Zygo / bees

Best-Effort Extent-Same, a btrfs dedupe agent
GNU General Public License v3.0
661 stars 55 forks source link

Should BEESHOME beeshash.dat become a file with noCOW attribute #214

Closed tkuschel closed 2 years ago

tkuschel commented 2 years ago

I have seen, that the beeshash.dat file within the .beeshome directory is written extremly often. Does it make sence to unset the copy-on-write (COW) in btrfs wit the C attribute, using "chattr +C". Isn't it using small random writes and built-in COW would generate defragmentation? Maybe the whole subdirectory BEESHOME?

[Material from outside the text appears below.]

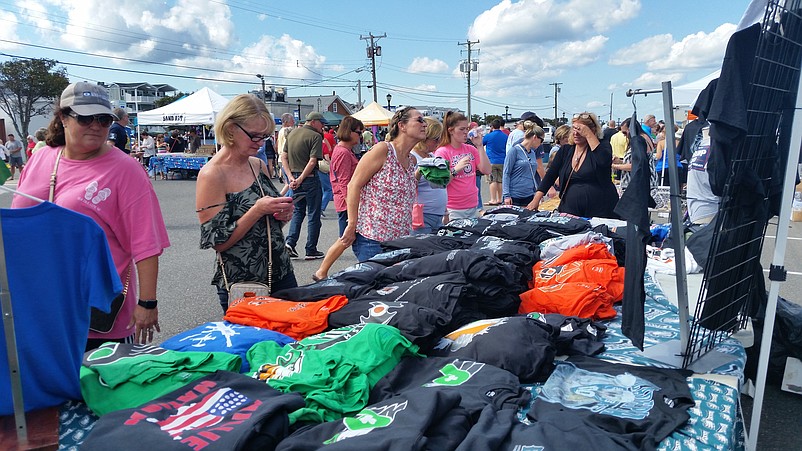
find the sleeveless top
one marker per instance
(246, 260)
(385, 206)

kakra commented 2 years ago

As far as I know, bees uses optimized patterns to keep fragmentation low and also allow compression. It was designed to write to this file in cow mode.

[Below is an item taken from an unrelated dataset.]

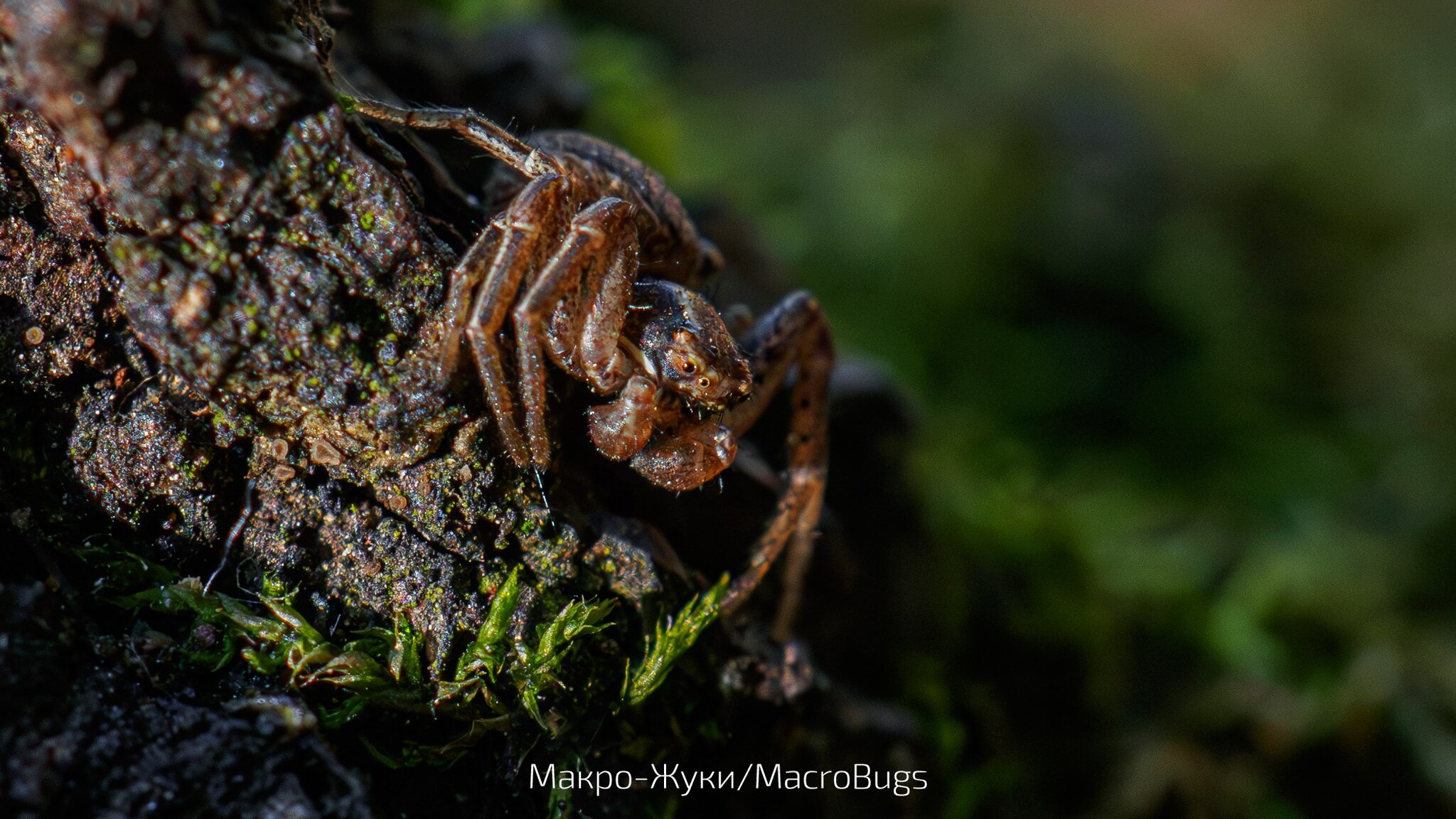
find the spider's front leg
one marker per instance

Zygo commented 2 years ago

The hash table has to handle tens of thousands of updates per second, so it couldn't use a typical page-oriented database as those would be orders of magnitude too slow. beeshash.dat is a memory dump throttled to a slow rate to avoid flooding the disk with writes. The hash data is written sequentially, and the write size is optimized for writeback and compression.

Every few hours the entire table will be rewritten, which is similar to the effect of btrfs fi defrag, so you don't need to run that either.

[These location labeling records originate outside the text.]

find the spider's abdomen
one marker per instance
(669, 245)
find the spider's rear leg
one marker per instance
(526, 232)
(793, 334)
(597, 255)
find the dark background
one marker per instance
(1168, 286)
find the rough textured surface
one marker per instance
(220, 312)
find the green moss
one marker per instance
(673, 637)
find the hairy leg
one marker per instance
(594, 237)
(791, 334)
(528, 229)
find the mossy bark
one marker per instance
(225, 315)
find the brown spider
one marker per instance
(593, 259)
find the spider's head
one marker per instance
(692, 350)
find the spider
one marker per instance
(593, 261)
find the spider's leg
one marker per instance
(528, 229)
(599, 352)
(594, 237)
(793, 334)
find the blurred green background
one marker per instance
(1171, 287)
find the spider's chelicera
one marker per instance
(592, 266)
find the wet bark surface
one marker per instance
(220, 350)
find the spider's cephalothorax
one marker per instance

If you enable nodatacow unnecessarily, you lose the ability to detect and recover from data corruption on the underlying disks. nodatacow should only be used as a last resort after considering all other alternatives, including using a different filesystem.

tkuschel commented 2 years ago

Thank you for the good and clear answer. All uncertainties buried. - Great tool, keep it up!